My husband always does the mowing, while I am responsible for anything that grows in the yard and is not grass. Planting annual flowers in the spring is fun, but weeding—not so much. It didn’t really bother me at our previous house, which had well-established perennial flowerbeds and very few weeds. When we moved to this house, though, the neighborhood still had several vacant lots, and plenty of thistle seeds and other annoying weeds blew into the yard.
Digging those thistles out of the flowers often left me feeling achy the next day, unlike when I did the easier gardening at the other house. I started to wonder if I was getting sore because I was older. After all, I was turning 40, which had seemed quite far in the future when we were 30 and moved into the previous house. As time went by and I got busier with such things as the kids’ sporting events, I rushed through the weeding, with the mindset that it was a miserable chore and probably would always give me aches and pains.

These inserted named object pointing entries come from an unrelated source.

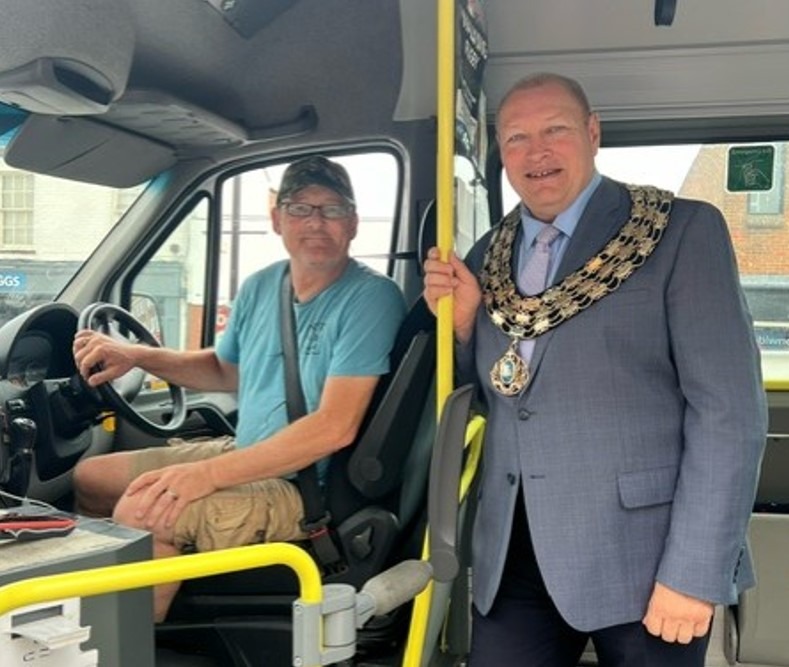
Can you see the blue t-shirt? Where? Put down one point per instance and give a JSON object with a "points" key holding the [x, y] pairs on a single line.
{"points": [[346, 330]]}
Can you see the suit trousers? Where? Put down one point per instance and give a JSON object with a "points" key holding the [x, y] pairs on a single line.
{"points": [[525, 628]]}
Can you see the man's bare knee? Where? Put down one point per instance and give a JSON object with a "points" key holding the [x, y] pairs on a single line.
{"points": [[99, 482]]}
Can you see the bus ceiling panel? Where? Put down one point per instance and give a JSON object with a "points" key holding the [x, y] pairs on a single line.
{"points": [[85, 150], [64, 58], [672, 83], [718, 56], [342, 57], [250, 16]]}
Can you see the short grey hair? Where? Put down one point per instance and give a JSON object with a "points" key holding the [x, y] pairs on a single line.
{"points": [[540, 79]]}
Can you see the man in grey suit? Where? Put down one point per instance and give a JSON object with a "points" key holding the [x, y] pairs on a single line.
{"points": [[626, 414]]}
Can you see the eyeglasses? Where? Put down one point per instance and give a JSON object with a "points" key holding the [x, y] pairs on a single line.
{"points": [[326, 211]]}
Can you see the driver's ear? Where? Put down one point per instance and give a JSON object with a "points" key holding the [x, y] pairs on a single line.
{"points": [[276, 221]]}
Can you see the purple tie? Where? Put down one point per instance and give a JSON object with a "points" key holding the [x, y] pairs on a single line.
{"points": [[534, 274]]}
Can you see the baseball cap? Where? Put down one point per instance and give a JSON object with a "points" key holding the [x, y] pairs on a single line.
{"points": [[315, 170]]}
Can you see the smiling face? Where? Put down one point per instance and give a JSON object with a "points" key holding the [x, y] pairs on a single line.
{"points": [[548, 143], [316, 243]]}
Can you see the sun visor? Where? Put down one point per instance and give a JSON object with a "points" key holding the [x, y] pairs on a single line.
{"points": [[85, 150], [64, 58]]}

This year, however, I decided to test the hypothesis that whatever aches I got were caused mainly by too much rushing around, rather than anything to do with my age. I did some weeding on Saturday while my husband mowed the lawn. Instead of rushing through it, I slowed down, taking a little time to walk around and stretch every few minutes. I also alternated weeding with a little pruning, so that I wasn’t in the same position the whole time.
A more leisurely pace didn’t actually take much longer; my husband was putting away the lawnmower at about the same time I finished the weeding. I felt fine afterward and spent a few minutes browsing through and uploading Creative Commons photos to the library for my art display. I particularly liked the photo shown below, entitled “Old Loggers Path.” I’m sure that must mean an old path used by loggers, but it gave me a mental image of a group of brawny guys with gray beards walking along carrying axes.
(Photo credit: Nicholas A. Tonelli)
When I woke up on Sunday morning I wasn’t at all sore. I had to conclude that I would have avoided years of aches from weeding if I’d taken the time to consider possible causes and solutions. It seems simple enough in hindsight, but our culture doesn’t encourage a mindful approach to health. Instead, the prevailing assumption is that the body naturally falls apart as we get older and there’s not much to be done about it.
While it’s certainly true that the body, like a machine, sustains some amount of wear and tear as time passes, I suspect that much of what gets attributed to age is not really inevitable. Sometimes, all that’s needed is to make a few improvements in maintenance.